LAUSR

The protease kallikrein 13 cleaves the spike protein of the human coronavirus HKU1 to facilitate viral entry. Priming viral entry Unlike SARS-CoV-2, the human coronavirus HKU1 normally causes relatively mild respiratory tract infections; however, it shares with SARS-CoV-2 the mechanism of using its surface spike (S) protein to enter target cells. Because the host receptor for HCoV-HKU1 is unknown, efforts to study the virus in cell culture systems have proved difficult. Milewska et al. found that knockout of the protease kallikrein 13 (KLK13) in human airway epithelial cells blocked their infection by HCoV-HKU1, that overexpression of KLK13 in nonpermissive cells enabled their infection by the virus, and that KLK13 cleaved the viral S protein. Together, these findings suggest that KLK13 is a priming enzyme for viral entry and may help to establish cell lines that can facilitate further investigation of the mechanism of viral pathogenesis. Human coronavirus HKU1 (HCoV-HKU1) is associated with respiratory disease and is prevalent worldwide, but an in vitro model for viral replication is lacking.

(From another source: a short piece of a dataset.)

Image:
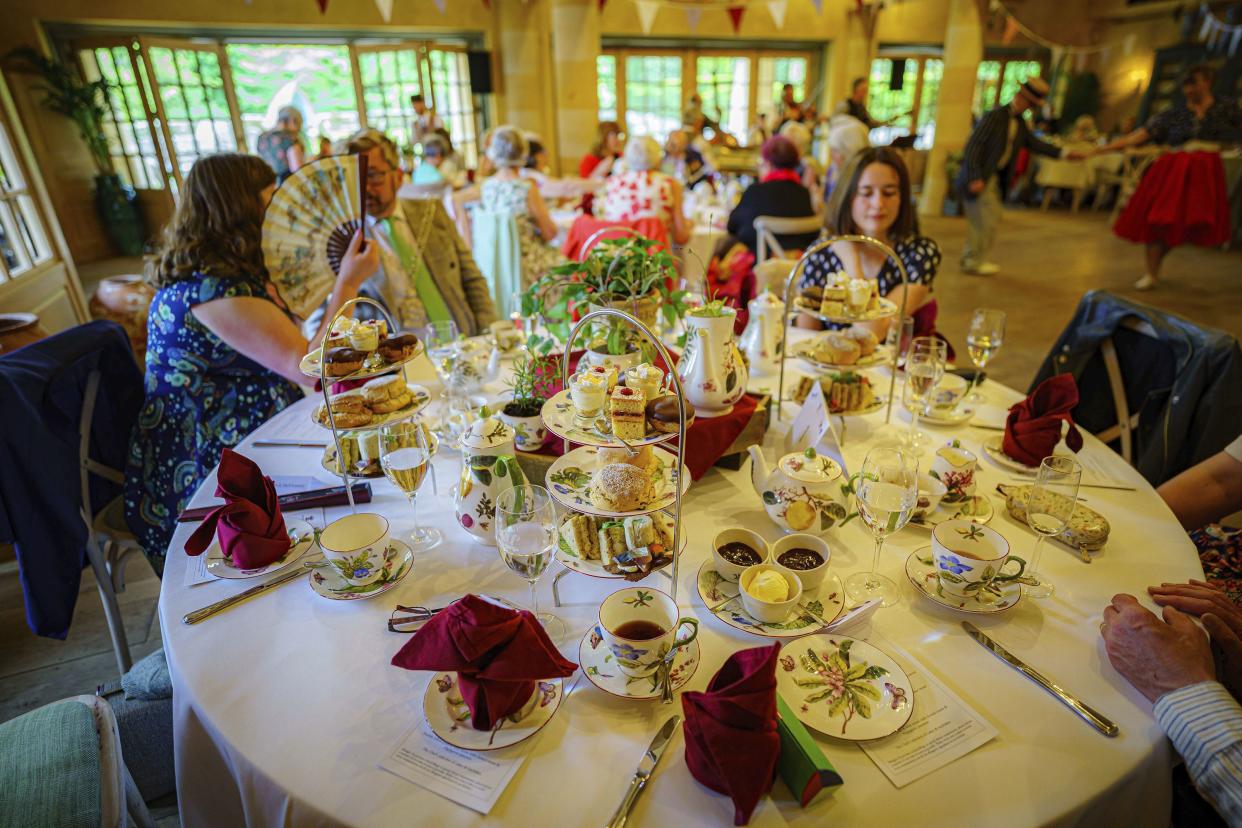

An interaction between the coronaviral spike (S) protein and its receptor is the primary determinant of tissue and host specificity; however, viral entry is a complex process requiring the concerted action of multiple cellular elements. Here, we found that the protease kallikrein 13 (KLK13) was required for the infection of human respiratory epithelial cells and was sufficient to mediate the entry of HCoV-HKU1 into nonpermissive RD cells. We also demonstrated the cleavage of the HCoV-HKU1 S protein by KLK13 in the S1/S2 region, suggesting that KLK13 is the priming enzyme for this virus. Together, these data suggest that protease distribution and specificity determine the tissue and cell specificity of the virus and may also regulate interspecies transmission.